Wednesday, September 16, 2020

By Muireann Duffy

Additional reporting by Vivienne Clarke

UPDATED: 9.00am

New rules for the capital have come into effect as of midnight last night, following the announcement of the Government’s new Living with Covid-19 plan.

The guidance detailed a new framework for restrictions, with five levels to indicate the level of severity. Level One represents the lowest level of restrictions while Level Five would be a lockdown situation.

The Government came under scrutiny for deciding to place Dublin on Level Two with the remainder of the county, while imposing additional measures in the capital to curb the spread of the virus there.

However, the possibility of further restrictions for the capital has not been ruled out by Minister for Finance Paschal Donohoe.

Mr Donohoe said that there is a “strong” and a “very real possibility” that Dublin will move to Level Three following criticism from opposition parties regarding the so-called ‘bespoke’ measures for Dublin.

Mr Donohoe told RTÉ radio’s Morning Ireland that all measures were about containing the virus and that at all times the Government would be guided by the advice of the medical experts.

The incidence rate of the virus in Dublin on September 14th was 95.1, while some areas of the county have even higher 14-day incidence rates per 100,000 people, including Dublin North West with 131.3.
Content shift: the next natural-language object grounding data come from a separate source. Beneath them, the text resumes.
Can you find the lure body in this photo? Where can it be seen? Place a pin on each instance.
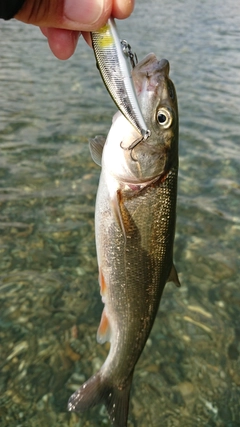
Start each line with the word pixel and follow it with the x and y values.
pixel 111 57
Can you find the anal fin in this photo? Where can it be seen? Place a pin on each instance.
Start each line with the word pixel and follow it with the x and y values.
pixel 104 330
pixel 173 277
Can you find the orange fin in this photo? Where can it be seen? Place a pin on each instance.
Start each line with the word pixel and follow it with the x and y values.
pixel 104 331
pixel 173 277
For Dublin, the restrictions are as follows:

  • No more than 2 households should meet at a time
  • Socialising at indoor or outdoor public venues should be in groups of 6 or less and only with people from your own household or one other household
  • Pubs that do not serve food should remain closed
  • The number of people who can attend sports matches and events is capped at 100, irrespective of venue size
  • You should limit travel outside the region and only meet one other household when outside the county
  • Criticising the decision to place Dublin on Level Two with additional measures instead of Level Three, Labour Party leader Alan Kelly described it as giving the capital a “yellow card”.

    “We cannot have a situation where we have Dublin at two and a bit, that they sort of get a yellow card, but if they behave themselves in a short space of time they may do back to where all the rest of us are.

    “It’s like something Orwellian, some of us are more equal than others. If you say that to the people in Laois, Offaly or Kildare, they won’t agree with you.”

    Elsewhere in the country, existing measures remain in place until October 4th.